A lay bet is a bet against a selection — you are predicting that it will NOT win. On a betting exchange, you take the role of the bookmaker, offering odds to a backer. If the selection loses, you collect the backer's stake as profit. If it wins, you pay the backer their winnings from your own funds (your liability).
Lay betting is only possible on exchanges such as Betfair, Smarkets, or Betdaq. On traditional bookmakers, you can only back selections. The exchange matches your lay offer against a backer's stake when the odds agree.
The key number for lay bettors is the liability. If you lay a horse at 5.0 and someone backs it for £10, your liability is £10 × (5.0 - 1) = £40. If the horse wins, you pay £40. If it loses, you receive the £10 backer's stake. Your maximum loss (£40) is much larger than your maximum gain (£10), which means lay betting at short odds offers better risk/reward — short-priced favourites have a lower liability multiple.
Matched betting uses lay bets as a central mechanism. When a bookmaker gives you a free bet, you back a selection at the bookmaker and lay it at the same odds on an exchange. The two bets cancel out any match result, leaving only the free bet profit.
In-play trading often involves laying selections at inflated prices.

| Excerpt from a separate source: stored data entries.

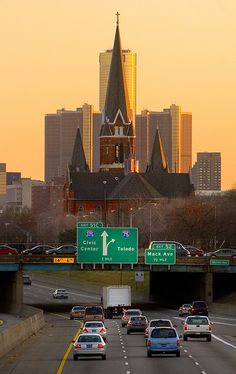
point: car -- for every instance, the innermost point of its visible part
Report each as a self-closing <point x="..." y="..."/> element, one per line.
<point x="94" y="313"/>
<point x="127" y="314"/>
<point x="37" y="250"/>
<point x="136" y="324"/>
<point x="77" y="312"/>
<point x="194" y="251"/>
<point x="89" y="345"/>
<point x="7" y="250"/>
<point x="184" y="309"/>
<point x="197" y="327"/>
<point x="199" y="308"/>
<point x="97" y="327"/>
<point x="180" y="249"/>
<point x="67" y="249"/>
<point x="163" y="340"/>
<point x="222" y="252"/>
<point x="156" y="323"/>
<point x="60" y="293"/>
<point x="27" y="280"/>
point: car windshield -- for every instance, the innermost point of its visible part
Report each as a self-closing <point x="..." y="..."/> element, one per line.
<point x="93" y="324"/>
<point x="163" y="333"/>
<point x="93" y="310"/>
<point x="138" y="319"/>
<point x="197" y="321"/>
<point x="89" y="338"/>
<point x="199" y="305"/>
<point x="160" y="323"/>
<point x="132" y="313"/>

If a team's odds drift in-play (e.g. they fall behind), a trader might lay them earlier at a short price and back them again at longer odds to lock in a profit regardless of the result.
Example
On Betfair, you lay Manchester United at odds of 3.00 for £50 (someone backs them for £50). Your liability = £50 × (3.00 - 1) = £100. If United win: you pay out £100. If United draw or lose: you collect the £50 back stake as profit.